The weekend series against the Yankees was brutal for so many reasons. A lethargic offense, questionable bullpen management, and an inconsistent strike zone led to an unfavorable outcome for the Sox. After the drama that occurred during the Twins series, many were left wondering: Did La Russa’s comments and lack of support for his players influence the morale of the team?
It’s undeniable that the role of a baseball manager is to support the team, provide guidance and motivation, and make game time decisions that will ultimately lead to a team win. In evaluating the past two weeks alone, Tony La Russa has failed on all fronts. He has publicly chastised one of his best offensive players, refused to back him up when he was purposely thrown at, and apologized to the opposing team. This is obviously out of character for any manager, and gave everyone serious Benedict Arnold vibes. It is fair to speculate that this would create a lack of confidence throughout the clubhouse — despite comments from players stating it didn’t affect them.
It has been a theme this season that the team is winning in spite of La Russa, not because of him. His poor late-inning bullpen management and the egregious misuse of his $54 million star closer has easily cost the Sox multiple close, winnable games. His poor managerial skills combined with his lack of moral support could spell disaster for the Sox. The series against the Yankees could have been a fluke (one would hope). However, the events that have transpired recently could cause demoralization within the clubhouse and lead to a lack of motivation. The guys looked lethargic, despondent both defensively and at the plate.
The bright spot of the series?

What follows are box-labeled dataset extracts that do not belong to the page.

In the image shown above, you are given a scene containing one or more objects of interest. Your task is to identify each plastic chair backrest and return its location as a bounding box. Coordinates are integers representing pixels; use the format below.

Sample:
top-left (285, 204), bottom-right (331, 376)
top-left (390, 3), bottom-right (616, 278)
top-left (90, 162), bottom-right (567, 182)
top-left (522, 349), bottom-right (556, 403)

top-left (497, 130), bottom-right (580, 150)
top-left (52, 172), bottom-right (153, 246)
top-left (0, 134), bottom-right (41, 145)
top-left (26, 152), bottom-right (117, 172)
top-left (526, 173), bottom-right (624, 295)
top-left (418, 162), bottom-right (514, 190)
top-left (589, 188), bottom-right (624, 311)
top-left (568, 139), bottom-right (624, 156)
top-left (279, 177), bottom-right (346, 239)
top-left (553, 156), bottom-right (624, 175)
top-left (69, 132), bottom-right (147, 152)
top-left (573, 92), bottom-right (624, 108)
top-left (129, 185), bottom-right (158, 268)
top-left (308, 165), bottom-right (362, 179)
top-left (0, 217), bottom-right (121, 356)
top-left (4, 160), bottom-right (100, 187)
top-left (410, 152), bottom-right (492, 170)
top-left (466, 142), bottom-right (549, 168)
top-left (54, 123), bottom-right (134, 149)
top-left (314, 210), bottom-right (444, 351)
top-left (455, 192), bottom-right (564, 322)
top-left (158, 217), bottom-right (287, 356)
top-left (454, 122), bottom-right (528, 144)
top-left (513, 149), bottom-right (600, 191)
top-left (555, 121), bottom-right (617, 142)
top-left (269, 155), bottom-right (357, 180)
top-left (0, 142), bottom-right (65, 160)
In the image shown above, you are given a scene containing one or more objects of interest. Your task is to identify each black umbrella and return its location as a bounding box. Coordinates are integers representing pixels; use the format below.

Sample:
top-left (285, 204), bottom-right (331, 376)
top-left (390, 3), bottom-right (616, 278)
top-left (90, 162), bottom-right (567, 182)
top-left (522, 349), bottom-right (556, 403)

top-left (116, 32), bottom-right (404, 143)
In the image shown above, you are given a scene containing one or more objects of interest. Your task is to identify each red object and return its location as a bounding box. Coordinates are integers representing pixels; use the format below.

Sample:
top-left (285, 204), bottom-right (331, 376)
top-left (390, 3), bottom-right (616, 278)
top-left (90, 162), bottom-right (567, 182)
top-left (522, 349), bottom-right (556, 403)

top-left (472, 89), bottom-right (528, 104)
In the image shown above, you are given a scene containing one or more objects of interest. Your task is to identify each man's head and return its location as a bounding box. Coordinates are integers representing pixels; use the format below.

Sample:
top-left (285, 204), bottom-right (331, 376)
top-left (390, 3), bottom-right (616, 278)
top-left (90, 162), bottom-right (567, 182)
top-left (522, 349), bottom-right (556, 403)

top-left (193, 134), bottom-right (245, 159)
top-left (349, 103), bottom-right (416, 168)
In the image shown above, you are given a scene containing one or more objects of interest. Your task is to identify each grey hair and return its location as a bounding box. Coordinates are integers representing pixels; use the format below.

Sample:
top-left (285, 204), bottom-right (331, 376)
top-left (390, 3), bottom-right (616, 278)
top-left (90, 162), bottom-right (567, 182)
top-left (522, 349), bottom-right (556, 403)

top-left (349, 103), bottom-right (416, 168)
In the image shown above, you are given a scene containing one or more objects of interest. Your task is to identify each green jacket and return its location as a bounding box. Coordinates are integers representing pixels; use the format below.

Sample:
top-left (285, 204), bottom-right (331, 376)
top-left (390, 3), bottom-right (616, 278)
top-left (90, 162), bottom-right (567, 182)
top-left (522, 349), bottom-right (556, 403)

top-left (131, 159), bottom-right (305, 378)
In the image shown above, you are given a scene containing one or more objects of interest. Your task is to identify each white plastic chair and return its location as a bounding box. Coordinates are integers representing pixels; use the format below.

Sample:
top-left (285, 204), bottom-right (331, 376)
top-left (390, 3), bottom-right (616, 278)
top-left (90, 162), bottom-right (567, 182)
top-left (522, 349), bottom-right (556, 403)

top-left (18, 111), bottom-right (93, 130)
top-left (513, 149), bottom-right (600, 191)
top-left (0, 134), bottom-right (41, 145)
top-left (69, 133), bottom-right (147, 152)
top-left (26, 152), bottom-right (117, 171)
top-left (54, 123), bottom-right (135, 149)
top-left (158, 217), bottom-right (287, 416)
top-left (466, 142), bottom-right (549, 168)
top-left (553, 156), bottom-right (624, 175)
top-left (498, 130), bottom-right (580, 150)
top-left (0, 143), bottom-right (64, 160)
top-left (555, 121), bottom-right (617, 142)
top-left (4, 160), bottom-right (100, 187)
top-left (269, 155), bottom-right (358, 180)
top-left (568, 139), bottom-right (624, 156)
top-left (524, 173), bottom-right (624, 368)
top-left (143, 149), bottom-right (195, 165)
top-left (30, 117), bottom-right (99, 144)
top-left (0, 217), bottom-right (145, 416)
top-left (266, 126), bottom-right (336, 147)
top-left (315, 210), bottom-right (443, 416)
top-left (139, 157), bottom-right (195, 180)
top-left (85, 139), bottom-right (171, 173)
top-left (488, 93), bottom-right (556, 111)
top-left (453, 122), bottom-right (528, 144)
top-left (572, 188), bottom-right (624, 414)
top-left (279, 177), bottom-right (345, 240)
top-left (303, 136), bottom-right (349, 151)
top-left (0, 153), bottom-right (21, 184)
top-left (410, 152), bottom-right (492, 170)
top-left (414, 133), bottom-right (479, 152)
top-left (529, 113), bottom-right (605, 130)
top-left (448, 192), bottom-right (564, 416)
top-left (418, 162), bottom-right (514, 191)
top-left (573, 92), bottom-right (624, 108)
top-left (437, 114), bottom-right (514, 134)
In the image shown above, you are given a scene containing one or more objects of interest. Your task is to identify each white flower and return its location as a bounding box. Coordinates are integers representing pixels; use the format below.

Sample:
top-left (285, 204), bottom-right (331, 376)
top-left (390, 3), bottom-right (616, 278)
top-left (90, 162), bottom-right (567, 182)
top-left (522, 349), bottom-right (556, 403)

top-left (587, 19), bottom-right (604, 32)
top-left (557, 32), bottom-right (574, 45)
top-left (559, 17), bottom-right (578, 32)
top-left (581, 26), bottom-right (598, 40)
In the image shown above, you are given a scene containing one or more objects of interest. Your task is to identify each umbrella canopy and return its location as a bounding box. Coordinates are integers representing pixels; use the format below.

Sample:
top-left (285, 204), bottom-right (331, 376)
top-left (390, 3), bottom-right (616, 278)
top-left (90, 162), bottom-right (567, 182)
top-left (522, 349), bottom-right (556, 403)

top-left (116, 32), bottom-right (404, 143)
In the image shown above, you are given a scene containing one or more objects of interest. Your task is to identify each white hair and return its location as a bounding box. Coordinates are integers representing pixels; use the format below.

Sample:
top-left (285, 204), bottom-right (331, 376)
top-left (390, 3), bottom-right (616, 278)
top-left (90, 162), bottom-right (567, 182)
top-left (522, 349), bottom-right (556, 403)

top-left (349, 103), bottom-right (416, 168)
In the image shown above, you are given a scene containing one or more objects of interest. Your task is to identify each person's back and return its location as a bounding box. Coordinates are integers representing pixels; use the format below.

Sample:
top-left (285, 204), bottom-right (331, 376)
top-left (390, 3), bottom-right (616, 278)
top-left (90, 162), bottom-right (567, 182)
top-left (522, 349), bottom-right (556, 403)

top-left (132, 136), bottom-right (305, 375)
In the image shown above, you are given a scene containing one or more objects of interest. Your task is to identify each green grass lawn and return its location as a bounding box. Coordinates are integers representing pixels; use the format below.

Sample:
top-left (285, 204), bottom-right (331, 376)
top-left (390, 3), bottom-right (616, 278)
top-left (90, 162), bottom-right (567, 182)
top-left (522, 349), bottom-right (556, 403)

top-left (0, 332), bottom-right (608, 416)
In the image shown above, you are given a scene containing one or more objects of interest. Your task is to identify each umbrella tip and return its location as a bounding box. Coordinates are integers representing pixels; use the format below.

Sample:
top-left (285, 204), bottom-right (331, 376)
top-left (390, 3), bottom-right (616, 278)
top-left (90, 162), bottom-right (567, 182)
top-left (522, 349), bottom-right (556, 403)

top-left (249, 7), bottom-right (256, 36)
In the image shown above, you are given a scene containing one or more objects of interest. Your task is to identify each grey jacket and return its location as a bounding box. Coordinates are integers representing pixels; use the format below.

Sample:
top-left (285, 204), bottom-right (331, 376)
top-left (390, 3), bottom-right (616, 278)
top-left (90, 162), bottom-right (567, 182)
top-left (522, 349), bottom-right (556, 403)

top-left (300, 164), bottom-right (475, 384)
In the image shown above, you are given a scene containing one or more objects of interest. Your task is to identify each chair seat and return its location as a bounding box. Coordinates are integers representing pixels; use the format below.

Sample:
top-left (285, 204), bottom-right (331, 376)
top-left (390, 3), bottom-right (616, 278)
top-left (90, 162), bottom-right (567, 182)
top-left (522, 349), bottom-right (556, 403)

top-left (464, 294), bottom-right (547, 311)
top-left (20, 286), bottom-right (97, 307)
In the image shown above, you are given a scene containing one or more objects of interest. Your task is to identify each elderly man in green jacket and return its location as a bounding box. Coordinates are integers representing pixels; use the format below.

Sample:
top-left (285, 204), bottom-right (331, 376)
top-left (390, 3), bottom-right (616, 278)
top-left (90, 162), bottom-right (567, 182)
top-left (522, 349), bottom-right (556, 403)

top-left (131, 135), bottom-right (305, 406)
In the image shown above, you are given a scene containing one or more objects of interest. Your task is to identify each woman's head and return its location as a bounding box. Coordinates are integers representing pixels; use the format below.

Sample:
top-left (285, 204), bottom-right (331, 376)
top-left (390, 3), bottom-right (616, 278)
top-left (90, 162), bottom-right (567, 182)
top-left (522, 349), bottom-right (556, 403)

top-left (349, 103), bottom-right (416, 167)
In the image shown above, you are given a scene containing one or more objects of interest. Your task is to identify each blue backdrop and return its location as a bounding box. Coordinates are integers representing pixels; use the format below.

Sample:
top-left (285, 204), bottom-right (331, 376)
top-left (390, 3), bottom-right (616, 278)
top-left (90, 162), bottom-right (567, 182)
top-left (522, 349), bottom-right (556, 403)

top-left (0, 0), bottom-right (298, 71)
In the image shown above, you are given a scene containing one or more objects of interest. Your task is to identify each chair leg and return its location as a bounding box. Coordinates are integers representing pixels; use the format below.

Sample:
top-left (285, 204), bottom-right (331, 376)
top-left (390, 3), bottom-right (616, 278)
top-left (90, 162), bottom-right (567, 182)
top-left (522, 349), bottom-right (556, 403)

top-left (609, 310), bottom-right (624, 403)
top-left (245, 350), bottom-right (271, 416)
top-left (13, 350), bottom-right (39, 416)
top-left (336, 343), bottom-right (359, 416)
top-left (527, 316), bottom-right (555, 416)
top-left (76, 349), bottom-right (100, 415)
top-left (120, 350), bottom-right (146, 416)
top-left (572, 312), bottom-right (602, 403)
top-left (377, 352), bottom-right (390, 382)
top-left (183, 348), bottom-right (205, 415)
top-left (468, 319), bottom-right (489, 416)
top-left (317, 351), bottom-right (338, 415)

Carlos Rodón — or Karlos, as he has been affectionately called after his brilliant performance on Friday night.
Earlier Friday, posts had been shared on Twitter via the MLB’s account speculating on the NL and AL potential Cy Young candidates. Given Rodón’s exceptional performance and minuscule ERA, he seems like a shoo-in. However, as per usual, the White Sox were overlooked and Rodón was not mentioned. Many on Sox Twitter were offended at the omission, and rightly so.
After the outing Rodón had on Friday night, many wondered if he saw or heard about the snubbing and decided to ball out in spite of the MLB’s post. This would make sense — being left out or considered an underdog has a tendency to fuel a fire for athletes. Being told you’re not good enough makes you want to succeed even more. Rodón has been through hell and back the past couple of years, and given his performance so far this season, he deserves all of the accolades and recognition.
Is this team being fueled by spite? Fighting through adversity can make them even stronger. Poor management, significant injuries, and being snubbed by the baseball world could potentially end up being a recipe for success instead of disaster.